Una volta, dopo che era uscito per l’ennesima volta (stava finendo le sigarette), la trovò da sola: Naruto era in cucina a cercare qualcosa da mangiare, e Karin presumibilmente si era barricata in bagno.
La guardò muoversi un momento a disagio mentre le si sedeva accanto.

 - Naruto mi ha detto che fai il fotografo – mormorò poco dopo.

 - Sì –

 - E che viaggi molto –

Non le rispose neppure e si voltò a scrutarla, a scrutare quel sorriso finto, quella falsa cordialità, disgustato da quell’abbozzo di conversazione casuale che non aveva senso, quando erano tutti e due seduti a terra che bevevano whisky pregiato direttamente dalla bottiglia.
Non sopportava quel sorriso, ed in un certo senso fu un piacere vederla ritornare seria e voltarsi dall’altra parte.

 - Fai servizi fotografici con splendide modelle in isolette esotiche? – gli domandò ancora mentre si toglieva un inesistente capello dai jeans, con una nota di esasperazione che forse era dovuta all’alcool, ma almeno era reale.
 
 - Solo quando ho bisogno di soldi – le rispose, perfettamente cosciente di trattarla con sufficienza.

 - Pensavo fosse una specie di punto di arrivo per voi – gli replicò voltandosi a guardarlo stizzita – o non sono abbastanza artistiche per te? –

Lui l’aveva fissata apertamente per alcuni secondi chiedendosi se pensava di offenderlo con quella frase, e considerando che in fondo scorgere qualcosa di diverso in quello sguardo, fosse anche fastidio, era davvero un piacere.

 - Mi annoia – le spiegò – volti di plastica, espressioni di plastica, pose di plastica –

Riuscì a distinguere perfettamente la punta di rabbia che le accendeva gli occhi, come se avesse giudicato lei e il suo sorriso di plastica, prima che distogliesse in fretta lo sguardo.

Non gli aveva più rivolto la parola, ma dopo un poco aveva ripreso a guardarlo, e man mano che il tempo passava (e continuavano a bere), gli si era avvicinata sempre più.

La serata finì ingloriosamente con Karin che vomitava in bagno, Naruto tramortito sui cuscini, e Sakura che in qualche modo gli era scivolata addosso e gli si avvinghiava contro probabilmente senza neppure accorgersene, e ad un certo punto, aveva il naso piantato sul suo collo, aveva alzato gli occhi a guardarlo come se volesse baciarlo.

 - Avanti – le fece seccato non sapeva bene per cosa, dopo essere riuscito a sollevarla – ti porto fino a casa –

La trascinò fino alla porta, e lì l’aria fresca della notte l’aveva un poco risvegliata e si era raddrizzata in fretta, imbarazzata.

 - Posso fare da sola, grazie – mormorò scostandosi, senza guardarlo.

Si fermò e la lasciò andare, ma restò a guardarla camminare, composta come se fosse sobria, lungo il vialetto illuminato, fino a quando non la vide scomparire al di là degli alberi, e intanto si chiedeva perché Sakura Haruno lo irritasse così tanto.

Si accese un’ultima sigaretta prima di rientrare, e poi, dato che era impossibile uscire dalla proprietà a quell’ora senza dare nell’occhio, si sistemò in una camera che gli pareva libera e si buttò sopra il letto tentando di dormire.

Si addormentò davvero e dormiva profondamente quando il ronzio della vibrazione lo aveva svegliato (un suono che lo faceva sempre reagire, forse per le troppe volte in cui lo aveva atteso con ansia).

Una luce grigia entrava dalle tapparelle abbassate, doveva essere l’alba.

 - Itachi – rispose, perfettamente sveglio.

 - Ciao fratellino

 - Dove sei?

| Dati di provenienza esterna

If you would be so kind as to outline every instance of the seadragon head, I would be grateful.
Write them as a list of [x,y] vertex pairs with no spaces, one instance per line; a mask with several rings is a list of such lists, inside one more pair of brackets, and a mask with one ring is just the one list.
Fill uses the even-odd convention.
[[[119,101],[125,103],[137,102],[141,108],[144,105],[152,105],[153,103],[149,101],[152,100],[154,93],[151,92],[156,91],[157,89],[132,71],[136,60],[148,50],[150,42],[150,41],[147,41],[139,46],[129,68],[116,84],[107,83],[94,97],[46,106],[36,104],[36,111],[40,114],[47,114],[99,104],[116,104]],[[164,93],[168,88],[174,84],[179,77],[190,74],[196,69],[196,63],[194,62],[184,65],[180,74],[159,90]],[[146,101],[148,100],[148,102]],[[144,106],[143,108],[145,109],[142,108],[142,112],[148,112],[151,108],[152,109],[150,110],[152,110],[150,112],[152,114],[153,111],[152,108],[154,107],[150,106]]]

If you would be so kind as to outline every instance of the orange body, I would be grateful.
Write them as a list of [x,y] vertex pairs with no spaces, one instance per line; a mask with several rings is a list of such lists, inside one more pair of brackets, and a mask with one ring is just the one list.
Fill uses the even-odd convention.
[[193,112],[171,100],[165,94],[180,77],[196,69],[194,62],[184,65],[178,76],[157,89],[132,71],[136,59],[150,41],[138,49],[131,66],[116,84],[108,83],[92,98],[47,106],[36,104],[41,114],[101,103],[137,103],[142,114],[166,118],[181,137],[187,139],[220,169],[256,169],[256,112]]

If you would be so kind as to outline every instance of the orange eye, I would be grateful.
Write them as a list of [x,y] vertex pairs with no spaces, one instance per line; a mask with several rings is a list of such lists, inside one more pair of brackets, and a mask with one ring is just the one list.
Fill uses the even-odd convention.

Perché non mi hai mai risposto? –

 - Avevo da fare

Riconosceva quel tono sarcastico.

 - Dove sei? – provò ancora.

 - Eh, fratellino, questi non sono fatti tuoi…ti ho chiamato per dirti che non ci sono più soldi nel mio conto, puoi provvedere per favore? –

Sospirò.

 - Va bene –

 - Penso che dobbiamo rivedere quell’accordo, ne parleremo quando torno –

Non ci pensava nemmeno, Itachi non era in grado di gestire il denaro.

 - Possiamo parlarne ora se mi dici dove sei – buttò comunque lì – posso venire da te e... –

 - Ne parliamo quando torno – lo interruppe l’altro, e poteva quasi immaginare il leggero sorriso sulle labbra, perché Itachi sorrideva raramente, quasi mai, solo quando stava bene, troppo bene, in un’euforia innaturale e pericolosa – Allora buona giornata fratellino, aspetto il versamento...cospicuo –

 - Aspetta, stai prendendo le medicine? Sei sicuro che non hai bisogno… - ma suo fratello aveva già riagganciato.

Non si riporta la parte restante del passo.